The questions I have asked about my past have helped me at least get some orientation on the present. I hesitate to use the term "understand" because I am certain I do not "understand" all that is occurring to me and around me. It seems reasonable to think that understanding will come as seasons of life expire and new ones arrive.
Even though I am thinking about legacy does not mean I should be making assessments about it's girth or weight as it pertains to the high and low points of my existence. Am I the best judge of the impact of my accomplishments? I doubt it. Others who have had their lives brush up against mine (fortunately or unfortunately) are better able to measure if I have truly accomplished anything worth remembering. It seems to me that the only pure (honest and humble) thing I can do to shape my legacy is to attempt to steer it one way or the other. I cannot assess the results; only make decisions to charter a certain path.
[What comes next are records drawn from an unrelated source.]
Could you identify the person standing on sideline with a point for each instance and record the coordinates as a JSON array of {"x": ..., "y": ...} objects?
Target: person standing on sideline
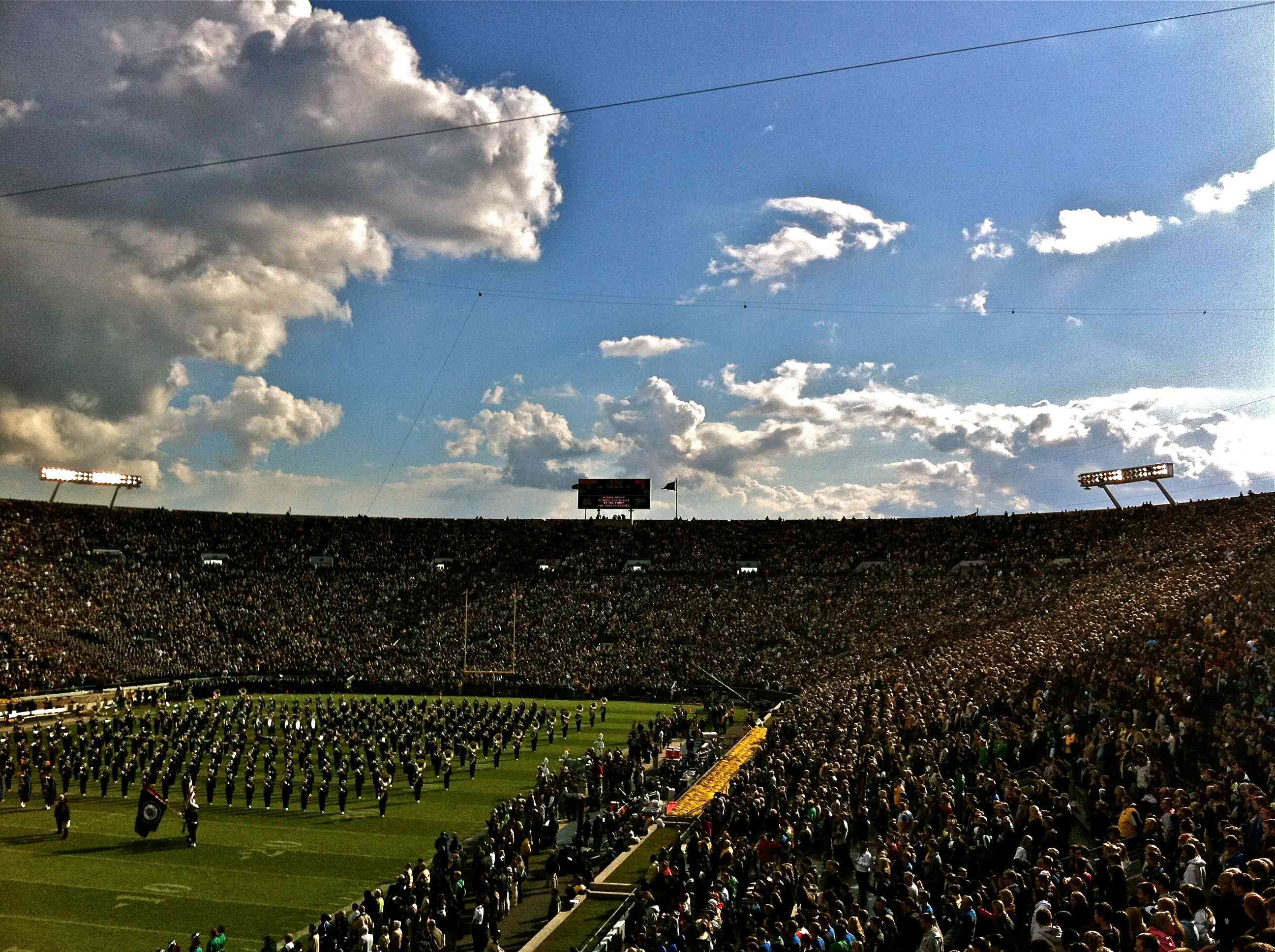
[
  {"x": 192, "y": 817},
  {"x": 63, "y": 816}
]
The path I am now on has been steered to a different course. This path is a weird one because the details are much vaguer and the sight line is short. November will mark a year since I last participated in vocational ministry. This time off has been pleasing because I have been able to hide and avoid the pounding that a formal church career unleashes. It has also been a year of strong emotions. The questions have been brutal. Have I been disobedient to God’s call? Am I getting lazy and soft, settling for a life that is presumably easier? As I have struggled with this worry and guilt, I have become satisfied with a disassociation from vocational church ministry.
Having experienced church collapses twice in five years was the primary reason for the “burnout” and the need for a personal re-evaluation. It was never in the plan to quit the journey that I started out on at age 16 although participation in eight years of career church ministry has helped me draw more conclusions and prompted new questions. It is hard for even me to believe, but I am more content now than at any other time in my life. I believe (at least I think) I have been able to accomplish more in ministry outside the infrastructure of the church than within it.
Coming back to understanding legacy from a generational point of view, I realize more than ever that the decisions I am making now and the path I am treading matter immensely, especially since I cannot judge or predict how the next generation will perceive what I have done. The appraisal of my life is in “their” hands. All I can do is live it to the best of my ability; learning from the past and praying about the future.